Pengaruh yang pertama dari revolusi industri di Indonesia adalah diberlakukannya tanam paksa. Hal ini karena industri-industri di Eropa memerlukan bahan baku yang lebih banyak akibat digantinya tenaga buruh dengan mesin Industri. Karenanya dengan diberlakukannya tanam paksa, maka akan meningkatkan kas Belanda dari hasil penjualan ekspor tanaman Industri yang ditanam oleh rakyat Indonesia.

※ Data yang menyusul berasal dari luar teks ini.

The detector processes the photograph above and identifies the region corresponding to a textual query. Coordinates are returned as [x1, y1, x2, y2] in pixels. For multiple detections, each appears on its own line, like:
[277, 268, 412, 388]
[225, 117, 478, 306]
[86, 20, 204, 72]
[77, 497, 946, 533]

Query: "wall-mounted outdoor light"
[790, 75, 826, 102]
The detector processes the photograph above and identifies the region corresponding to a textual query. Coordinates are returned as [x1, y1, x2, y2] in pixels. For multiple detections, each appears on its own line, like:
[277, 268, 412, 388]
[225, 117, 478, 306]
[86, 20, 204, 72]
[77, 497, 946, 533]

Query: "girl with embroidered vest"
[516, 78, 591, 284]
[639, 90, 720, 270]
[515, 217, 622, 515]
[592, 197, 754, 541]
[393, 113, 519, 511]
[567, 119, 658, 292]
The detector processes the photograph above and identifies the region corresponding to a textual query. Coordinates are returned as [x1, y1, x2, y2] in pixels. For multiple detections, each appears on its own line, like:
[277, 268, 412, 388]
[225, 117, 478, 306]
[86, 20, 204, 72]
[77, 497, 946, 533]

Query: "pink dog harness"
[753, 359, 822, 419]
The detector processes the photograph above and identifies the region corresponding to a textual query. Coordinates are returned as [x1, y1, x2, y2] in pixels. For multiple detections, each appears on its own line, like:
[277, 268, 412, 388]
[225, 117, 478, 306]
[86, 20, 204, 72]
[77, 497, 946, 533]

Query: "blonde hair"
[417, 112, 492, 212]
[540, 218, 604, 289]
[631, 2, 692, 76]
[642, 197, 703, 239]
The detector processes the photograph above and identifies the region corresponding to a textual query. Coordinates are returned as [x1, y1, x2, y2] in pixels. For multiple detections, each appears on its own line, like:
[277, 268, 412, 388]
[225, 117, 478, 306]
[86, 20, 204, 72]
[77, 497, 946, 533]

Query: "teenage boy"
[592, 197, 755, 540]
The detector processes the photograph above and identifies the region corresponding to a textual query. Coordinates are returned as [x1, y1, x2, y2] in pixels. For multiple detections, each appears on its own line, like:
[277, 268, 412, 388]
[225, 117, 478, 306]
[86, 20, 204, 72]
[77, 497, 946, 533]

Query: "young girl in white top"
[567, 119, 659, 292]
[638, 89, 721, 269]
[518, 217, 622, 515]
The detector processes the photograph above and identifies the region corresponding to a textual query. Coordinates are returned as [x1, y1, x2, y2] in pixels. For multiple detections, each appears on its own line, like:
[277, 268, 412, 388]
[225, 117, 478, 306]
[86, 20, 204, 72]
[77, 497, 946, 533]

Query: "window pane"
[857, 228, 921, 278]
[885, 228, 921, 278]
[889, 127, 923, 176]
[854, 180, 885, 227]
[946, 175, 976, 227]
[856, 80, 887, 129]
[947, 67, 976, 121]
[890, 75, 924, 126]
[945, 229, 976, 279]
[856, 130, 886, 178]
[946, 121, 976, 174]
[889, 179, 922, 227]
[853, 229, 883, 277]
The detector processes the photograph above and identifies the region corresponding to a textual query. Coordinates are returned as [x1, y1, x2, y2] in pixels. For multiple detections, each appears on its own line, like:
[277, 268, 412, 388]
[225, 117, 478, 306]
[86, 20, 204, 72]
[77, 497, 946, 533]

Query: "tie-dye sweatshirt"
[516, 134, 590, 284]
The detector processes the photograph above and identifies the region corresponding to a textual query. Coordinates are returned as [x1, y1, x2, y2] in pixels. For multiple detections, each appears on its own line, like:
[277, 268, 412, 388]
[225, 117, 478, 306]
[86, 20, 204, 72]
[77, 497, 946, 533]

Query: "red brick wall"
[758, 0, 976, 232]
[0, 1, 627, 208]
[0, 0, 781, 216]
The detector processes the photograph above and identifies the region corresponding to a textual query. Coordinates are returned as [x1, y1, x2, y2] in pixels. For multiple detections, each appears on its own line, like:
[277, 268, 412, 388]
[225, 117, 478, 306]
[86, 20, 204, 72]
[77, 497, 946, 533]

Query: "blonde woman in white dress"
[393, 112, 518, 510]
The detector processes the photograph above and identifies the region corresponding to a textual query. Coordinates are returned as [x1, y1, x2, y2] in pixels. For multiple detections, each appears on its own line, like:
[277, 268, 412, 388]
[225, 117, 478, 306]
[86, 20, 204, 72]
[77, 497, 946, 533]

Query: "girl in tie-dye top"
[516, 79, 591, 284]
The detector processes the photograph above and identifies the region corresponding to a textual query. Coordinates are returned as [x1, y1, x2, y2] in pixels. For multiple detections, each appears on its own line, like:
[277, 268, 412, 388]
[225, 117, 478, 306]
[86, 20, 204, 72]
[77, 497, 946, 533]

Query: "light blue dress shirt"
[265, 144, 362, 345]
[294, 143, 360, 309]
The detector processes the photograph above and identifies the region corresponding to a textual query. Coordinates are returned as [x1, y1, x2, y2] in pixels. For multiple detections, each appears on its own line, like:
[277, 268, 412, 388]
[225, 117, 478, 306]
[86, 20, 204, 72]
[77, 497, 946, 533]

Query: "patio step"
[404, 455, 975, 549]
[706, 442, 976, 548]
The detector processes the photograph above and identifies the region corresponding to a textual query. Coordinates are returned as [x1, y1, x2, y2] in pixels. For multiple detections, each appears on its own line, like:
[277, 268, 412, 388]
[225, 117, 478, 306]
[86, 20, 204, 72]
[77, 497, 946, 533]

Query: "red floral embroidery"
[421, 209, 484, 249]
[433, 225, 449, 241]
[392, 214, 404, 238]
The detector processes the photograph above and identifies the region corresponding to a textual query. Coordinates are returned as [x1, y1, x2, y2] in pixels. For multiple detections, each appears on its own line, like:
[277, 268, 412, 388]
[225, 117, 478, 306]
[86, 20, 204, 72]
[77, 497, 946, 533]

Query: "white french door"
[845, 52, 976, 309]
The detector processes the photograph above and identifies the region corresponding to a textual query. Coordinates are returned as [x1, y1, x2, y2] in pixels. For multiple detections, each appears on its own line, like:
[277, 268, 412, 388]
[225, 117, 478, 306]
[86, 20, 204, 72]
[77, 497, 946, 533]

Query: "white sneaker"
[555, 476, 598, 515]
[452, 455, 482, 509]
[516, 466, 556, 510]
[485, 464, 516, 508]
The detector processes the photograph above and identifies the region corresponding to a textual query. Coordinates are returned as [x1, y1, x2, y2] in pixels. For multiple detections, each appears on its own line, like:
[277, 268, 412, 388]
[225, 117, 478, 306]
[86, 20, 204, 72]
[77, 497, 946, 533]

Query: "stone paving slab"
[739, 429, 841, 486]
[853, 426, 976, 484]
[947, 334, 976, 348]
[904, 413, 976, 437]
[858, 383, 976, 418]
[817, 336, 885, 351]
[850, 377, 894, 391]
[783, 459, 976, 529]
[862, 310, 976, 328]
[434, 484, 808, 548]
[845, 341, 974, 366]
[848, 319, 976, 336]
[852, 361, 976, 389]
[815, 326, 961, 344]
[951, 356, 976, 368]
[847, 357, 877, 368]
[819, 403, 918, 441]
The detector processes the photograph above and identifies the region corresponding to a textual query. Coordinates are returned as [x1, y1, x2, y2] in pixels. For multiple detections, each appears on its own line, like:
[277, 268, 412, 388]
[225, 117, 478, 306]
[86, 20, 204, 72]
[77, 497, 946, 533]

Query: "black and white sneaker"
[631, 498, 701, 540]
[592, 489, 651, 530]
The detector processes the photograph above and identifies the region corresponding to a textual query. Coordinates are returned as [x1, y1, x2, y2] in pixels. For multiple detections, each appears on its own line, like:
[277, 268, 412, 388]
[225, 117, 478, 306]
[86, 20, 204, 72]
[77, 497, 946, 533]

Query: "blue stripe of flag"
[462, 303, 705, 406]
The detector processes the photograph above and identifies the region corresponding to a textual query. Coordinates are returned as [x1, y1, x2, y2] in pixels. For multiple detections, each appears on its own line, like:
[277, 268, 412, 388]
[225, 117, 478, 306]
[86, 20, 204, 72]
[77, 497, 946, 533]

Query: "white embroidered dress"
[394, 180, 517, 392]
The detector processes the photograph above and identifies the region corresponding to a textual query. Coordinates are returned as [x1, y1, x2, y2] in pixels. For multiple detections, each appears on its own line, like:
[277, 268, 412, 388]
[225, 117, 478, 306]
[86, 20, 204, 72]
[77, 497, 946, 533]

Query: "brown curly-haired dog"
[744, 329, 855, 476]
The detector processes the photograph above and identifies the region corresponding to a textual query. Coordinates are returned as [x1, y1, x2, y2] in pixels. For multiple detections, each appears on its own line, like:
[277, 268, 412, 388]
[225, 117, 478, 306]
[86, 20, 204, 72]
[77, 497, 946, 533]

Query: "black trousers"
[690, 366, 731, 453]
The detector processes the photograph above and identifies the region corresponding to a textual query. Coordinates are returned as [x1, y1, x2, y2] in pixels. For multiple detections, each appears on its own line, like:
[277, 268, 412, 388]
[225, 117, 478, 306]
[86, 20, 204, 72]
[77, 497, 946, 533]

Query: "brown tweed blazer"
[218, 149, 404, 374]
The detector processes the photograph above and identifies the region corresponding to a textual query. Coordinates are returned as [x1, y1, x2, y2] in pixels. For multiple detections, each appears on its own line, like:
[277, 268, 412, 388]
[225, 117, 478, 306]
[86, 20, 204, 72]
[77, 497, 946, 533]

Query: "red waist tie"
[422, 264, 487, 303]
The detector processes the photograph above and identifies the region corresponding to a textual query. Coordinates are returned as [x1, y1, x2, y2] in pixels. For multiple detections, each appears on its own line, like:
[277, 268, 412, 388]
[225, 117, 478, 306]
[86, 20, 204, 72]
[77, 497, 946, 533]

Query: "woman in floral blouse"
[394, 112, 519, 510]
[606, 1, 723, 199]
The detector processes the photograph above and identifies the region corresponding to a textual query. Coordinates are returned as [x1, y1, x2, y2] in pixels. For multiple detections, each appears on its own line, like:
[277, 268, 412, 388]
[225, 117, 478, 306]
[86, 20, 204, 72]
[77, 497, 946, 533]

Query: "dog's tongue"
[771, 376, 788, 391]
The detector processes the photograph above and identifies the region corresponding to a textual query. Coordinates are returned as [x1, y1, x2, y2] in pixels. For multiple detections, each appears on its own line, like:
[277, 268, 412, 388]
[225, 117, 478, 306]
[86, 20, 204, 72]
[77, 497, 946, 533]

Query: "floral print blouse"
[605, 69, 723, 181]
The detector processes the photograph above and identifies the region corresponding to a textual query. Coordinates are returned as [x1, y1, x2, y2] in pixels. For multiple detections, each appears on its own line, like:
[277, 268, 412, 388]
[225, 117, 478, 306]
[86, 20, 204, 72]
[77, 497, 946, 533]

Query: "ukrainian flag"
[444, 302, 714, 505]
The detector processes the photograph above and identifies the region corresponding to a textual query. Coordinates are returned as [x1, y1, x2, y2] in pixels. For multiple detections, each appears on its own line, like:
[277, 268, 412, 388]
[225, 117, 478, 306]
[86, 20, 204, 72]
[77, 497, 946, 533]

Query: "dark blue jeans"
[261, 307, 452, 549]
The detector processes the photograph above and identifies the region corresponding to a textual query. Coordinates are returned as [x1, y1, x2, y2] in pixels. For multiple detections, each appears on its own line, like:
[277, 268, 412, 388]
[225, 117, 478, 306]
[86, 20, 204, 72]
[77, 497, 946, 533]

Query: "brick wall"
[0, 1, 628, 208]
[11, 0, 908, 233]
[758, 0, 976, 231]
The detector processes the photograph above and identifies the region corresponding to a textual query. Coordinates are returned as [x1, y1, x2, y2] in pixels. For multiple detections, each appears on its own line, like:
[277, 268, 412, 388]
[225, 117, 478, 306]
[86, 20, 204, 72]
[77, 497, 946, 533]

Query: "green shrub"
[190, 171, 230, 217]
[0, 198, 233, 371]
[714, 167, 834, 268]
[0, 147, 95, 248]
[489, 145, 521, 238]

Tanam paksa yang dilakukan oleh Pemerintah Belanda di Indonesia menyebabkan kesengsaraan yang sangat berat bagi rakyat Indonesia. Tentu hal ini mengakibatkan menurunnya angka kualitas hidup sebagian besar masyarakat Indonesia. Selain itu juga menyebabkan munculnya bahaya kemiskinan, stress yang berkepanjangan dan wabah penyakit.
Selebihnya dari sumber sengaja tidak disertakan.